Meretas Masa Depan Generasi Emas Indonesia Berawal Dari Pembangunan Keluarga Berkualitas
Tak terasa air mataku menitik melihat potret anak-anak tak berdosa yang terpapar jiwa radikalisme dari orang tuanya. Kasus bom yang mengguncang Surabaya beberapa waktu lalu menyeret bocah-bocah belia yang seharusnya tengah syahdu menikmati
indahnya dunia. Mereka harus rela
masa depannya terenggut paksa dengan cara tak manusiawi. Sejatinya mereka adalah generasi emas. Generasi yang kelak
menjadi permata negeri. Mereka anak pertiwi, penerus cita-cita luhur para pahlawan yang dengan rela hati mengorbankan
jiwa raga semata-mata demi kemerdekaan negeri ini, bukan dengan ambisi yang sudah ternodai
oleh ideologi sesat. Orang tua yang sejatinya menjadi mitra paling nyaman untuk mengenal kehidupan, justeru menyasar kepolosan mereka demi mengejar ambisi akherat yang tak jelas dalilnya.

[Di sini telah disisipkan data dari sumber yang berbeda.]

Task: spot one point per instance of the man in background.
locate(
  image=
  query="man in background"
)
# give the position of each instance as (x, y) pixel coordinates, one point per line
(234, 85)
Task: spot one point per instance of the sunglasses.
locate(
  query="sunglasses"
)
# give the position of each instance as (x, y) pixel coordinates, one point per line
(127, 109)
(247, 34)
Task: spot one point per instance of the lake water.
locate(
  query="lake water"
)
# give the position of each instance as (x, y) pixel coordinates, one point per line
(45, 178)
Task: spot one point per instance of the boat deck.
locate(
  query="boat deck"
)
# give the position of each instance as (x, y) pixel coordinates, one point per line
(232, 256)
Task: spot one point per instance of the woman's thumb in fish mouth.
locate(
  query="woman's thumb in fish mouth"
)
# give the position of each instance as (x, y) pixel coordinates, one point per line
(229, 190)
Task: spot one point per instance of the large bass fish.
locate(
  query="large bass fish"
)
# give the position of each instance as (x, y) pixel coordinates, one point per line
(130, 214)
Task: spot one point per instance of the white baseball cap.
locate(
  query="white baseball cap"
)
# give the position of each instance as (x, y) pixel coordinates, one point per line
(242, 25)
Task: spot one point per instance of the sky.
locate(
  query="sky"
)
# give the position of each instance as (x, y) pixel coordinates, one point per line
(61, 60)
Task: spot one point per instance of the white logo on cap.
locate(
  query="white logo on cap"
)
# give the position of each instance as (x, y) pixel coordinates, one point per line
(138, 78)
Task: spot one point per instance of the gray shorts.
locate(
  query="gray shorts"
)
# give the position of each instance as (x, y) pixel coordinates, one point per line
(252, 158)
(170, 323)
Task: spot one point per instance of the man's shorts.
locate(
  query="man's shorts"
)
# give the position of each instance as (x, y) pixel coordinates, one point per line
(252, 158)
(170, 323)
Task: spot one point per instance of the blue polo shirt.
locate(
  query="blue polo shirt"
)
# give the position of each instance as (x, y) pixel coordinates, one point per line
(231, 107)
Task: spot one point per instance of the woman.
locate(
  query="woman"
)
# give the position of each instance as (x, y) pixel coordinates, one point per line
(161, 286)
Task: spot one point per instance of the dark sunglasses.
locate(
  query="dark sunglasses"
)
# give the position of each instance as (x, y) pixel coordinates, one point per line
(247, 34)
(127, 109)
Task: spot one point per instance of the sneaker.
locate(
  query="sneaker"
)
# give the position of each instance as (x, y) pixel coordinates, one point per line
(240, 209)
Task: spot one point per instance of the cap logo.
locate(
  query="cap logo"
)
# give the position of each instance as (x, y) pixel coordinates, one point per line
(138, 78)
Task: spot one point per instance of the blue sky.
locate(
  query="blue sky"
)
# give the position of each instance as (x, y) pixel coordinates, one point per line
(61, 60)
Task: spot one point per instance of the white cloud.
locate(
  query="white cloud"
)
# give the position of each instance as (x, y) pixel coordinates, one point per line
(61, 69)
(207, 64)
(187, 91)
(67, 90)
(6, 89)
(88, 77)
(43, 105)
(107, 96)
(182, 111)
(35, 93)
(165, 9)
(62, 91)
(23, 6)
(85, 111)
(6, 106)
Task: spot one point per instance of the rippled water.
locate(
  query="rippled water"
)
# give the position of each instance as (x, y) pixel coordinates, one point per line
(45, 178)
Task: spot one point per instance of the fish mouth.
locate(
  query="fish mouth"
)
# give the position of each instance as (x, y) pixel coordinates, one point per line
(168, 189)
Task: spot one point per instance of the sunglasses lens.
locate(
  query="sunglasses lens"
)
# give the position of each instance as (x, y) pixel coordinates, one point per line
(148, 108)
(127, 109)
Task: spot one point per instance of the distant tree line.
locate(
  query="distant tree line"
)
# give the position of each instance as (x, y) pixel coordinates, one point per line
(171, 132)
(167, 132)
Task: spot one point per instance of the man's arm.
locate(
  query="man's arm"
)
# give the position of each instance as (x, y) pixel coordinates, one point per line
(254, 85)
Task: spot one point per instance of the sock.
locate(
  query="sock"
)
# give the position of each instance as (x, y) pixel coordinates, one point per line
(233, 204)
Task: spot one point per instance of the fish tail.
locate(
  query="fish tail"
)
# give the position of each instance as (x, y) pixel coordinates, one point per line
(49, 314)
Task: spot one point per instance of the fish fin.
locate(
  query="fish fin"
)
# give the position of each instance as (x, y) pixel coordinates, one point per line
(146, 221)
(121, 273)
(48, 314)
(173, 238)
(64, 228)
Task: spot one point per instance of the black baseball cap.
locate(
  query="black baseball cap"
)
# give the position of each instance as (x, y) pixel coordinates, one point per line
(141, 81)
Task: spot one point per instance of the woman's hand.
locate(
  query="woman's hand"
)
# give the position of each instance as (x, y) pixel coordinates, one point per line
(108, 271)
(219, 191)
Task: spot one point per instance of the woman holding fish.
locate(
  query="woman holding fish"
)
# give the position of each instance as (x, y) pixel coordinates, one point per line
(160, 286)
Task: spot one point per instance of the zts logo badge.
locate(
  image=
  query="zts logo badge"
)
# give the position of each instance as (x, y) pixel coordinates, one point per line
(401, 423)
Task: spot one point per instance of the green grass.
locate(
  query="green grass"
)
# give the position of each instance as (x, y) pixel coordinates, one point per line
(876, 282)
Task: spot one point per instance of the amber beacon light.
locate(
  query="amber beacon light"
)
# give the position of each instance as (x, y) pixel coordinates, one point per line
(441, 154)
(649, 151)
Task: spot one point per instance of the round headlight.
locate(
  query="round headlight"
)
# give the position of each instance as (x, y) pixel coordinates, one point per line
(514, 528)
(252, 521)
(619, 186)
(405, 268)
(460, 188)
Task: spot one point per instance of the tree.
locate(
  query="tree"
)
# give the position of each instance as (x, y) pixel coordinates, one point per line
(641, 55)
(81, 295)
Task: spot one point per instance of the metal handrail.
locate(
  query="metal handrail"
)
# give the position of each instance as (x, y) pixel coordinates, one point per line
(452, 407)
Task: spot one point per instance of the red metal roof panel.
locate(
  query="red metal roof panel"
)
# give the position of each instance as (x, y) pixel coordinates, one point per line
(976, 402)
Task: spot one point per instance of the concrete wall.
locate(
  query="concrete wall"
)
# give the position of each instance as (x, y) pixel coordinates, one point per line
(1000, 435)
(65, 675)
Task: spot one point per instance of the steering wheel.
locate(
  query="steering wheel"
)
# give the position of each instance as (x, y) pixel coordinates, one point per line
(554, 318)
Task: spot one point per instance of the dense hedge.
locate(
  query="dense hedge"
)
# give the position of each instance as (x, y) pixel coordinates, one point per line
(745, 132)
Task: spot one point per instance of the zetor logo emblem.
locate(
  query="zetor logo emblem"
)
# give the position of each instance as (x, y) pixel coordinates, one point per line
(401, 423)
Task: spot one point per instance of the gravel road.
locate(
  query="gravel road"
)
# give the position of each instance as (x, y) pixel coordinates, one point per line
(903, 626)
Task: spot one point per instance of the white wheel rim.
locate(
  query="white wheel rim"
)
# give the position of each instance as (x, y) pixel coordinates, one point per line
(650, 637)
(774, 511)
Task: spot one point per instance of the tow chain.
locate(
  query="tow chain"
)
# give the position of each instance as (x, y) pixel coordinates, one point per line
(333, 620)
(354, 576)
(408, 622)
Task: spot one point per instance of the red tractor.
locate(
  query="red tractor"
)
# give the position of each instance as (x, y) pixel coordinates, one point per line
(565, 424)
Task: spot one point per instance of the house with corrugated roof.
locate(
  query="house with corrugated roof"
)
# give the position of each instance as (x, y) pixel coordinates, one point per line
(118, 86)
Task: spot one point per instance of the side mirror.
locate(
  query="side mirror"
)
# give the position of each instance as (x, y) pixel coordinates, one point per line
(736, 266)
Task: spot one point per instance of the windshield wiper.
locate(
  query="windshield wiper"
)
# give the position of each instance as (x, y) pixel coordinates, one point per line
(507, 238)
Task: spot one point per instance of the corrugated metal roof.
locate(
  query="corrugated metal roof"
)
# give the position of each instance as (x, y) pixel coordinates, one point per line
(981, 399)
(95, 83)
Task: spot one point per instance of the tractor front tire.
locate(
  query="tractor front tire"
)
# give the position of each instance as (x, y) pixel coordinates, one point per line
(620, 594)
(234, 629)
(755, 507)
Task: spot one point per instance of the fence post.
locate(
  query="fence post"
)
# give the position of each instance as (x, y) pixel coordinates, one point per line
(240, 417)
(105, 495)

Kenapa harus anak-anak? karena keluarga menjadi unit utama
dalam pengembangan sosial dan psikologis individu melalui proses sosialisasi. Kegiatan sehari-hari seperti mendiskusikan jihadisme dan politik, menonton
video ekstremis bersama, berpartisipasi dalam kegiatan keagamaan pasangan dan
orang tua, dan lain-lain dapat membentuk ideologi tersebut. Mereka mungkin tidak mempertanyakannya, karena mereka memercayai orang tua
mereka. Anak-anak melihat
apa yang terjadi sebagai sesuatu yang biasa dan umum terjadi dalam keluarga.
Anak-anak juga meniru bagaimana orang tua mengekspresikan komitmen dan
kesetiaan mereka terhadap ideologi atau organisasi setiap hari. Anak akan memperlihatkan
“kesetiaan” yang akan mereka berikan pada seseorang atau sesuatu seperti
ideologi, pemimpin atau organisasi, dan lain-lain, terbentuk dengan cara ini. Loyalitas
semacam ini tidak serta-merta muncul. Hal ini merupakan hasil penanaman nilai
orang tua kepada anak-anak mereka dalam bentuk ide, norma, kebiasaan, dan
metode.
Warning bagi orang tua. Komisi Perlindungan Anak Indonesia
(KPAI) mendokumentasikan hasil beberapa survei yang menyatakan anak-anak
Indonesia rentan terpapar radikalisme. Seperti dirilis harian
online republika Komisioner KPAI Bidang Pendidikan Retno Listyarti
mengatakan, hasil survei mengungkap anak-anak sekolah atau anak-anak Indonesia
rentan terpapar paham radikalisme. Setara Institut melalukan survei di Jakarta
dan Bandung, Jawa Barat beberapa waktu lalu. Hasilnya cukup mengejutkan karena
2,4 persen siswa di penelitian ini tergolong intoleran aktif dan radikal. Sementara
0,3 persen bertoleran menjadi teroris. berdasarkan survei yang dilakukan
Lembaga Kajian Islam dan Perdamaian (LAKIP) terhadap 59 sekolah swasta dan 41
sekolah negeri ternyata hasilnya cukup mencengangkan karena lembaga ini
menemukan sebanyak 48,9 persen siswa bersedia terlibat aksi kekerasan yang
terkait agama dan moral. Retno juga mengutip survei yang dirilis 2011 lalu
menunjukan sebanyak 63,8 persen siswa bersedia terlibat dalam penyegelan rumah
ibadah penganut agama lain.
Bagaimana
menciptakan SDM dan generasi masa depan yang berkualitas ?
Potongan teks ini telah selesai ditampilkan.